Por outro lado, em US a situação de desemprego, é quase adjacente à marginalidade. E isto tem consequências, por exemplo, a nível de criminalidade. US pode ter uma taxa de desemprego mais baixa, mas tem uma taxa de população presa das mais altas do mundo.
Gastam menos em apoios sociais, mas gastam mais em prisões.
Por outro lado, em US vemos a tendência estrutural para a redução da força laboral.
A explicação benévola é a chegada da idade da reforma para muitos baby boomers.
É verdade, mas não explica tudo. As causas são mais profundas e estão enraizadas no modelo social.
As famílias americanas têm níveis elevados de ansiedade em matéria de saúde. Não admira – a proteção social é muito mais fraca que na Europa. Por outro lado, a fraqueza da resposta pública cria mais situações em que é necessário cuidar de alguém, logo, ausência da força de trabalho.
Depois em US boa parte do sistema de pensões é privado e, consequentemente, é mais fácil a reforma precoce do que em sistemas de base pública onde as regras para reforma antecipada são universais, tendencialmente limitadas e, por vezes, muito penalizadoras.
A própria maior mobilidade dos americanos pode ter aqui efeitos perversos. Com a pandemia e a disseminação do trabalho remoto, muitos trabalhadores mudaram-se para zonas menos populosas, onde as casas são mais baratas e a vida mais tranquila. Naturalmente que nessas zonas a procura de serviços aumentou e a força laboral local não consegue responder.
Finalmente há um outro fator de natureza cultural que, embora não seja exclusivo da América, parece ter aí mais força que noutras geografias.
Em US comunidades digitais com milhões de membros incitam ao abandono do trabalho. Uma cultura anti trabalho está a crescer e a ganhar força entre os trabalhadores, nomeadamente na parte mais baixa da escala de salários.

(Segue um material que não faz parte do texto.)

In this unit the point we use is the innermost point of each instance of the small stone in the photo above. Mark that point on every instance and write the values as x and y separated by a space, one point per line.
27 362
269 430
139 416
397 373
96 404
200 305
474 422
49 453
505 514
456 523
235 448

Em dezembro de 2021 mais de 4,5 milhões de americanos deixaram o trabalho. Obviamente na maior parte dos casos tratava-se de pessoas que já teriam outros empregos – não faltam alternativas por estes dias.
Contudo, uma parte dos abandonos é já o resultado desta cultura de desinteresse por trabalhos rotineiros e mal pagos que não motivam boa parte da potencial força laboral.
Esta é mais uma matéria em que, com todos os seus defeitos, a boa e velha europa mostra que o seu modelo é superior. Longa vida ao modelo europeu.